Villa Carlotta plays Chateau Marmont on ‘The Offer’ – DIRT

Those who prefer their living spaces with a side of Tinseltown history should look no further than Villa Carlottaa stunning Spanish Colonial Revival property that dominates a particularly charming corner on the north end of Hollywood at 5959 Franklin Ave. Originally designed as a luxury apartment building for the show business elite, the quaint resort was completely redesigned in 2018 as a first-class extended-stay hotel. Despite the many updates and modernizations, it remains absolutely teeming with old Hollywood glamour!

As such, the accommodation was a shoo-in for a cameo on “The Offer,” the recent Paramount+ series chronicling the real-life behind-the-scenes drama that took place during the making of the 1972 classic “The Godfather.” widely considered one of the best films of all time.

Built by prolific developer Luther T. Mayo in 1926, Villa Carlotta was designed based on a design by Arthur E. Harvey, the same architect responsible for the neighboring Chateau Elyseethe Norman-style French structure perhaps better known by its other moniker, the Church of Scientology International Celebrity Center.

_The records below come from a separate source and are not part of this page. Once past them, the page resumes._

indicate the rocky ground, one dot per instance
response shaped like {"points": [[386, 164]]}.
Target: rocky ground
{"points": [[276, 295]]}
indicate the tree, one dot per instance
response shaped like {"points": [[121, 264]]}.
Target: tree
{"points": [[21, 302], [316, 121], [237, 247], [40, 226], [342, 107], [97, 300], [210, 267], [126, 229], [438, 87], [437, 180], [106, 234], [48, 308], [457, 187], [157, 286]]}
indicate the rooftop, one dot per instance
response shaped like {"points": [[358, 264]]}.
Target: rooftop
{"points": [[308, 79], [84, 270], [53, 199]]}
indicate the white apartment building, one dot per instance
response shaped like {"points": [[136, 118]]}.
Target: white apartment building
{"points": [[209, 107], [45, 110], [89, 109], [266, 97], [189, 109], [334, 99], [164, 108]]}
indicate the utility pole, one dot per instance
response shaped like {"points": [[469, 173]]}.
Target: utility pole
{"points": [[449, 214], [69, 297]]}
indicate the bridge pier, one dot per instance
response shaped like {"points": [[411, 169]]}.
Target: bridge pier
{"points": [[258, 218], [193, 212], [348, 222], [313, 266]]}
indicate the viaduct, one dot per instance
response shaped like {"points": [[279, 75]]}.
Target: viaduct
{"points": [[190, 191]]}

Steeped in legend from the start, Villa Carlotta was originally owned by Elinor Ince, the widow of studio titan Thomas H. Ince, and is believed to have been financed by William Randolph Hearst, who, as the story goes, the highly publicized story, accidentally shot down and killed Thomas aboard his yacht, the USS Oneida, in 1924. Hearst is said to have confused Ince with Charlie Chaplin, who was also partying aboard the ship and allegedly had an affair with his longtime mistress, Marion Davies. After the shooting, the publishing magnate funded Villa Carlotta as a sort of silent payment to the beleaguered wife Thomas left behind.

While most current reports cite Ince as having in fact succumbed to heart failure as a result of gastritis brought on by the rich foods he consumed on board the yacht, the lewd shooting scenario is repeated far more often. and became the subject of rampant speculation, numerous articles and even a 2001 film titled “The Cat’s Meow”, directed by Peter Bogdanovich.